Calculating Effective Working Days in Date Range
Requirement Background
Sometimes order or work order datasets will save "start time" and "end time". To evaluate efficiency, it's necessary to calculate the actual working days within the time range from "start time" to "end time", excluding Saturdays, Sundays, statutory holidays and other non-effective working days. For example, during 2022-09-30~2022-10-08, there are actually only 2 effective working days: 2022-09-30 and 2022-10-08.
Prerequisites
-
ETL processing is required, so the datasets used must be non-direct datasets;
-
Array-related functions are needed. For function usage, please refer to [Spark SQL Array Processing Functions and Applications](../5-Functions/1-Spark Functions/2-Spark SQL Array Processing Functions and Applications.md);
-
Prepare a dataset specifically for counting Saturdays, Sundays, and statutory holidays. Considering scenarios where enterprises have custom non-working days besides national statutory holidays, it's recommended to use manual tables (for specific reference, see [Holiday Data Distinction and Comparison](7-Holiday Data Distinction and Comparison.md)). Upload files to BI and append new year's holidays once at the end of each year. In this scenario, date filtering is needed to only retain holiday dates, as shown in the figure below.

Implementation Steps
1. Processing Order Data Table
a. Ensure that "start time" and "end time" fields are in date format. If not in date format (string, timestamp, etc.), be sure to use functions (such as to_date()) to convert to date format.
b. Create a new text-type calculated field "interval dates", returning an array listing the specific dates within the range from "start time" to "end time"; create a constant field, for example, numeric type "constant": 1.

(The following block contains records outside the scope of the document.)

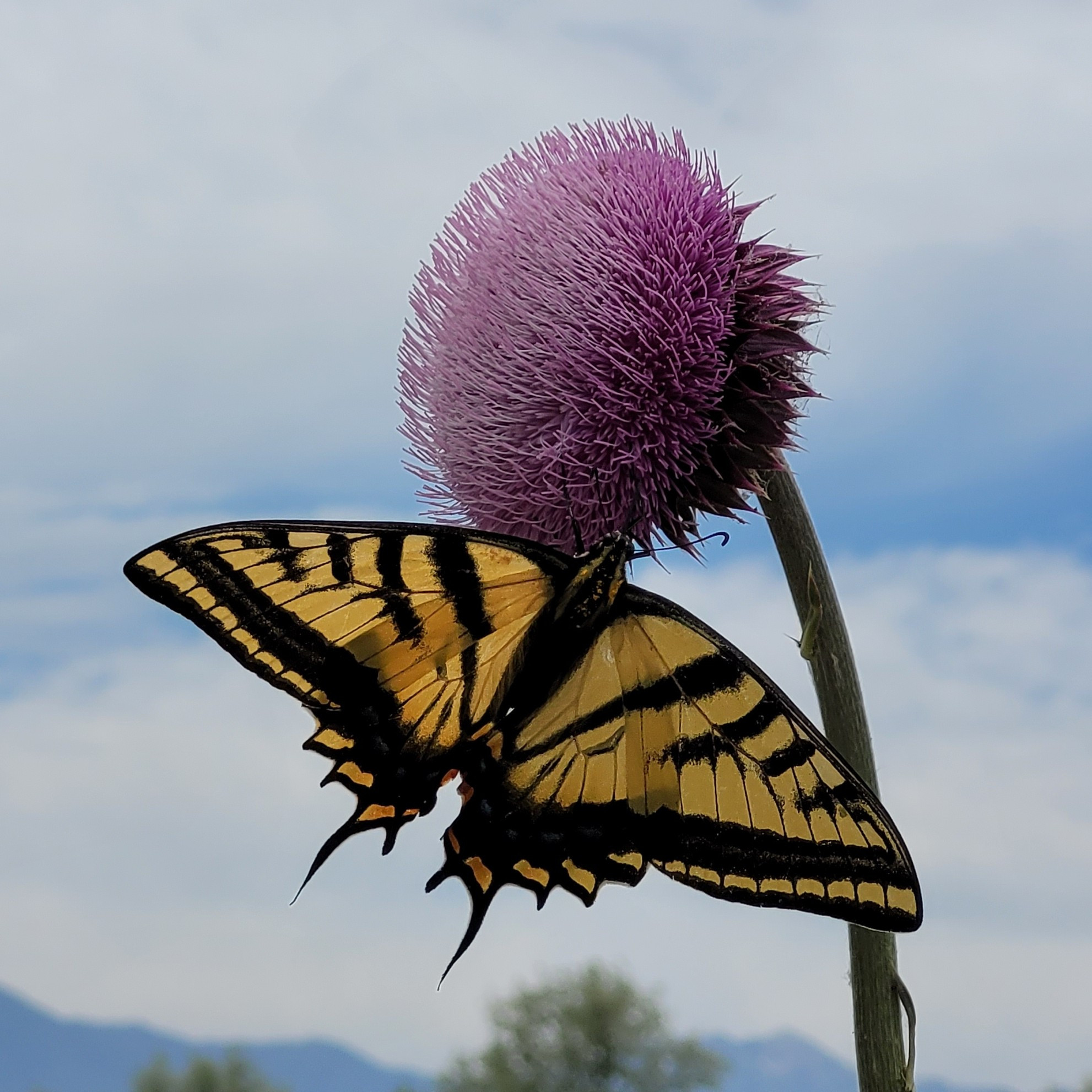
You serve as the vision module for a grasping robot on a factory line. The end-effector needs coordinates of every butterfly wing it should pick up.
[434,587,921,956]
[126,521,568,873]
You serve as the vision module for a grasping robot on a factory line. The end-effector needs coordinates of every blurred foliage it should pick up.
[434,965,726,1092]
[132,1051,286,1092]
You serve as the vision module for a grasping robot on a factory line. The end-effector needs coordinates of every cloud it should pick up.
[0,0,1092,526]
[0,550,1092,1089]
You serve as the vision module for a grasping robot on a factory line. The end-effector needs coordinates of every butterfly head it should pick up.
[554,531,634,629]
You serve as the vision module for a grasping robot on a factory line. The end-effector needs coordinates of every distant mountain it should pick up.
[0,990,1004,1092]
[0,990,433,1092]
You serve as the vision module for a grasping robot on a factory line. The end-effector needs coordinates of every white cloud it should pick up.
[0,0,1092,497]
[0,550,1092,1090]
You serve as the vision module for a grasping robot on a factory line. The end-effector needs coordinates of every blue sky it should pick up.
[0,6,1092,1090]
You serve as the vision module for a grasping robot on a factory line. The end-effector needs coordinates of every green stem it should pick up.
[761,467,913,1092]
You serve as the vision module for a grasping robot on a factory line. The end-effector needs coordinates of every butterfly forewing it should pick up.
[126,523,563,836]
[436,588,921,929]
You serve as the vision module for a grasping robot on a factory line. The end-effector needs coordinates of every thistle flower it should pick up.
[398,119,818,552]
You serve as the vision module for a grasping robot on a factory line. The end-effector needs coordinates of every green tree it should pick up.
[132,1051,286,1092]
[438,965,725,1092]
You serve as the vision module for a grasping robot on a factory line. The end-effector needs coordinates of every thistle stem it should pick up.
[760,466,913,1092]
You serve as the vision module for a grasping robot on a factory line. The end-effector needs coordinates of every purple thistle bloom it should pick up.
[398,119,818,552]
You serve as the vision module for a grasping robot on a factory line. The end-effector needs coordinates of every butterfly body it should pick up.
[126,522,921,974]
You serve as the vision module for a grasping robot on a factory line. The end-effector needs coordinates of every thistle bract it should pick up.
[399,120,817,552]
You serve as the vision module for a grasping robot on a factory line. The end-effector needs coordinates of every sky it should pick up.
[0,0,1092,1092]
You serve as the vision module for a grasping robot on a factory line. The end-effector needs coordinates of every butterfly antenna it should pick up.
[559,463,586,554]
[633,531,729,561]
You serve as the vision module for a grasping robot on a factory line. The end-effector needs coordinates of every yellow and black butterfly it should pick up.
[126,521,922,962]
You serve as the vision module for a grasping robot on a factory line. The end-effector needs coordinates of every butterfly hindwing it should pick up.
[437,586,921,931]
[126,522,565,863]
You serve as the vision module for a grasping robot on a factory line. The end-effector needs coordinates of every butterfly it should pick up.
[126,521,922,970]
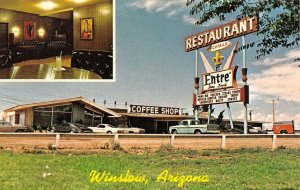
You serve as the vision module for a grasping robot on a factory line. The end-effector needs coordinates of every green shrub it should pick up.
[48,143,56,150]
[202,150,210,156]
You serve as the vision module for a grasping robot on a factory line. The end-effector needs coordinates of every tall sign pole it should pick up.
[242,35,248,134]
[194,49,199,120]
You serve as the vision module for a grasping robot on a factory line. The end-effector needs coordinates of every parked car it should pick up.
[89,124,126,133]
[52,123,81,133]
[74,123,93,133]
[118,125,145,134]
[127,127,145,134]
[232,124,267,134]
[0,120,28,132]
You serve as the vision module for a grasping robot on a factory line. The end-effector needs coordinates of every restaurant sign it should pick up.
[202,68,237,92]
[207,41,231,52]
[185,15,258,52]
[128,105,180,115]
[196,86,249,105]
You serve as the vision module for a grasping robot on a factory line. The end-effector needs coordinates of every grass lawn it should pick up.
[0,148,300,190]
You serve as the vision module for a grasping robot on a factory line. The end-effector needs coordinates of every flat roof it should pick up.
[120,113,193,120]
[4,96,121,117]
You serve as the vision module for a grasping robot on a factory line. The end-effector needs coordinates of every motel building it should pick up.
[0,97,262,134]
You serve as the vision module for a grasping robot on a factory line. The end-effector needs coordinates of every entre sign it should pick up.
[207,41,231,52]
[129,105,180,115]
[202,69,237,92]
[196,86,249,105]
[185,15,258,52]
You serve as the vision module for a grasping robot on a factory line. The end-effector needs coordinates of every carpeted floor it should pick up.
[14,55,71,67]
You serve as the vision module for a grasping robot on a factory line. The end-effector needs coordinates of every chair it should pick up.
[0,50,13,69]
[71,50,113,79]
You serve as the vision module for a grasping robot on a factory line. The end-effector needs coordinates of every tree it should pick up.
[186,0,300,59]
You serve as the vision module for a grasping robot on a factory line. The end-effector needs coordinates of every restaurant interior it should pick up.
[0,0,114,81]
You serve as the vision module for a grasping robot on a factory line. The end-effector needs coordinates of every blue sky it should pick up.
[0,0,300,123]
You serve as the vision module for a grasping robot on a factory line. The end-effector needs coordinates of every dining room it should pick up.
[0,0,115,81]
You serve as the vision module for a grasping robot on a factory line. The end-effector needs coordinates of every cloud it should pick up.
[253,49,300,66]
[129,0,186,14]
[249,63,300,103]
[128,0,209,26]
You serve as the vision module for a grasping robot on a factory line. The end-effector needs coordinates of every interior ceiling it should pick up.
[0,0,101,16]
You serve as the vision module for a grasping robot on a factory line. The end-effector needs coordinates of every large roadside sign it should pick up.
[196,86,249,105]
[185,15,258,52]
[202,69,237,92]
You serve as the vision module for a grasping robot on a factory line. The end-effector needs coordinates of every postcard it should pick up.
[0,0,300,190]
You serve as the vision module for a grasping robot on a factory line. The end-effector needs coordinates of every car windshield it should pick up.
[69,123,77,128]
[0,121,12,127]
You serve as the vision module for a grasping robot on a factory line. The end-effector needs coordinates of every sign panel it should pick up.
[207,41,231,52]
[196,86,248,105]
[128,105,180,115]
[185,15,258,52]
[202,69,237,91]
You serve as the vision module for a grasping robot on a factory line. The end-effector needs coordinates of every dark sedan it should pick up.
[0,120,28,132]
[52,122,93,133]
[52,123,81,133]
[74,123,93,133]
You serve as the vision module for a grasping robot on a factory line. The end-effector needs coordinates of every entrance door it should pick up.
[0,22,8,49]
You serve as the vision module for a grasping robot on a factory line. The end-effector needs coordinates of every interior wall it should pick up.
[73,0,113,51]
[0,9,73,42]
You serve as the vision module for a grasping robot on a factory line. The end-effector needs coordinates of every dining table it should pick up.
[0,64,102,80]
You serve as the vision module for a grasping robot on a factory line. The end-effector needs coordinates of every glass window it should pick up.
[182,121,189,125]
[15,114,20,124]
[53,105,72,112]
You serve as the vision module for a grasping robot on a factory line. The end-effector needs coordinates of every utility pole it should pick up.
[248,109,254,121]
[272,98,279,122]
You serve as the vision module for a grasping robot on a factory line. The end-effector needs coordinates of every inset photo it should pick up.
[0,0,115,82]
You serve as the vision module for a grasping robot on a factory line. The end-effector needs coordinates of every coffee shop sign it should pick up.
[128,105,180,115]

sequence([start_time],[end_time])
-- Guandata BI automatically converts date type arrays to unixdate integer arrays for storage, more space-efficient and faster, without affecting usage

c. Create a new calculated field "working days", using the array_remove function to remove non-working days from the interval dates array, and then count the remaining days.

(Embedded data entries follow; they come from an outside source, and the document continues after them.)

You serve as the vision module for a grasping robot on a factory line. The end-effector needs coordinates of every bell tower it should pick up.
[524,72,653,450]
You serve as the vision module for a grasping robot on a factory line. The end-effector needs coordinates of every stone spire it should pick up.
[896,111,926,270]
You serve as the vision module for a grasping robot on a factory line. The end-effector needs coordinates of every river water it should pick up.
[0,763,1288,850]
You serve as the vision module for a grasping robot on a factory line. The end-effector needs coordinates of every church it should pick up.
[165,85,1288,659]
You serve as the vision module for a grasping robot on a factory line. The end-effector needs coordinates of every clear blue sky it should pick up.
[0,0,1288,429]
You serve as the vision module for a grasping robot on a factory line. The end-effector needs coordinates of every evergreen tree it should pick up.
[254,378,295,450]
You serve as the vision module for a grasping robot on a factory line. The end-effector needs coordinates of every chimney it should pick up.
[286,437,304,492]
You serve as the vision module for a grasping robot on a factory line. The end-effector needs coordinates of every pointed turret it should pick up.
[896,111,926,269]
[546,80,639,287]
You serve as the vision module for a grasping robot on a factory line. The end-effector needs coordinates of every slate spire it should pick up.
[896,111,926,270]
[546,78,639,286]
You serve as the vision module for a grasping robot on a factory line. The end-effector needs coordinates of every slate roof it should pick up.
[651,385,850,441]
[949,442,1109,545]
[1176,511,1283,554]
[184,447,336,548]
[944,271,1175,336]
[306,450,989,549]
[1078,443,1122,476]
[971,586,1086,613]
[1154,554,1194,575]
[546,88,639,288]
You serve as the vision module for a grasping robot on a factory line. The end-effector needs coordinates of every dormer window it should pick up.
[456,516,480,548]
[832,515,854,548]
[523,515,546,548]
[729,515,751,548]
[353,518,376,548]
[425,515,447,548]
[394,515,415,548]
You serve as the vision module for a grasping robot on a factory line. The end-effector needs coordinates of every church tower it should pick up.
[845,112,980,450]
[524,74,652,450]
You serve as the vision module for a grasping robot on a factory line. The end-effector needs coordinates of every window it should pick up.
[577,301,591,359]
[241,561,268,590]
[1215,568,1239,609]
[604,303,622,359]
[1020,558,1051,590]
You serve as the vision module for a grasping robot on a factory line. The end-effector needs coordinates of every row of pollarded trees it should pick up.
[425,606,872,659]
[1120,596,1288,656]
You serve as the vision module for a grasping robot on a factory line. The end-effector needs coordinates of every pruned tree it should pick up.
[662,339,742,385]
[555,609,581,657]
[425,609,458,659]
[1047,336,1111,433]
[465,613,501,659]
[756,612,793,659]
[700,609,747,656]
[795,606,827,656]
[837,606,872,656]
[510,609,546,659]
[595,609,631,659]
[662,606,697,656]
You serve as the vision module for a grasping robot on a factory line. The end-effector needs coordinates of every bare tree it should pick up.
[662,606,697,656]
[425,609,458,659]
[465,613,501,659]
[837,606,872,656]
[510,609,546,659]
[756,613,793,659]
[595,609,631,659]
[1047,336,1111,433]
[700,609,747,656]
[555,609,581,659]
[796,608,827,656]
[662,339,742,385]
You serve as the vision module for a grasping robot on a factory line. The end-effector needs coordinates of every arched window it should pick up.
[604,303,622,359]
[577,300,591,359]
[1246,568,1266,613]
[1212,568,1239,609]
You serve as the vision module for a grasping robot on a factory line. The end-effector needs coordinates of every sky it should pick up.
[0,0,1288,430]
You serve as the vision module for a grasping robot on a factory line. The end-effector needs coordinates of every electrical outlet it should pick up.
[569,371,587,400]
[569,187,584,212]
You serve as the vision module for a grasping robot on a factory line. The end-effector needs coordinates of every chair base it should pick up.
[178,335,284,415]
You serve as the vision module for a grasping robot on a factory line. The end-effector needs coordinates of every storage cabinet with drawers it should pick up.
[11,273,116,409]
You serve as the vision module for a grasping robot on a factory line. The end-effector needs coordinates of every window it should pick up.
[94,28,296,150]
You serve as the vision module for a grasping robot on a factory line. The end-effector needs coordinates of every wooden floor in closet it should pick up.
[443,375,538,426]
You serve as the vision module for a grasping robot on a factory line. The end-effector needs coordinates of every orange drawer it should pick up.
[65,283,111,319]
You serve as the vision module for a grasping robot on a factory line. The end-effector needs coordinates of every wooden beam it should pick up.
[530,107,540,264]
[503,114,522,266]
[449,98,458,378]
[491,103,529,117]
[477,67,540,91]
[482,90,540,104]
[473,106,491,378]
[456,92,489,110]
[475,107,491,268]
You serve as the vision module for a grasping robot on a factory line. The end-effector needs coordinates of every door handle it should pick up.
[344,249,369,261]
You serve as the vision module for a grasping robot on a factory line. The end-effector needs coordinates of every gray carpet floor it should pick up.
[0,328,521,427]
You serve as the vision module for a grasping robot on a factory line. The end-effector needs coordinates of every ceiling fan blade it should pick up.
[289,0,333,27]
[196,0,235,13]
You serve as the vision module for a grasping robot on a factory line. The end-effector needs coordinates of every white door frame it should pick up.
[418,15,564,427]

size(array_remove([interval_dates], [holiday_dates]))
d. Create a new calculated field "total days", using the size function to count the total number of days in the interval dates array.
size([interval_dates])
e. Create a new calculated field "non-working days", subtracting working days from total days.
[total_days] - [working_days]
2. Processing Holiday Dataset
a. Ensure that the holiday date field is in date format.
b. Create a new calculated field "holiday dates", using the collect_list function to aggregate all holiday dates into an array.
collect_list([holiday_date])
3. Final Result
After the above processing, you can get:
- Working days: The number of effective working days within the date range
- Non-working days: The number of non-working days within the date range
- Total days: The total number of days within the date range
Notes
-
The holiday dataset needs to be updated regularly to include new statutory holidays.
-
The array_remove function will remove all matching elements from the array. If there are duplicate dates in the holiday dataset, it may affect the calculation results.
-
This method is suitable for calculating working days within a relatively short time range. For very long time ranges, the calculation may be slower.
-
If you need to calculate working days for multiple date ranges, you can use this method to create a reusable dataset.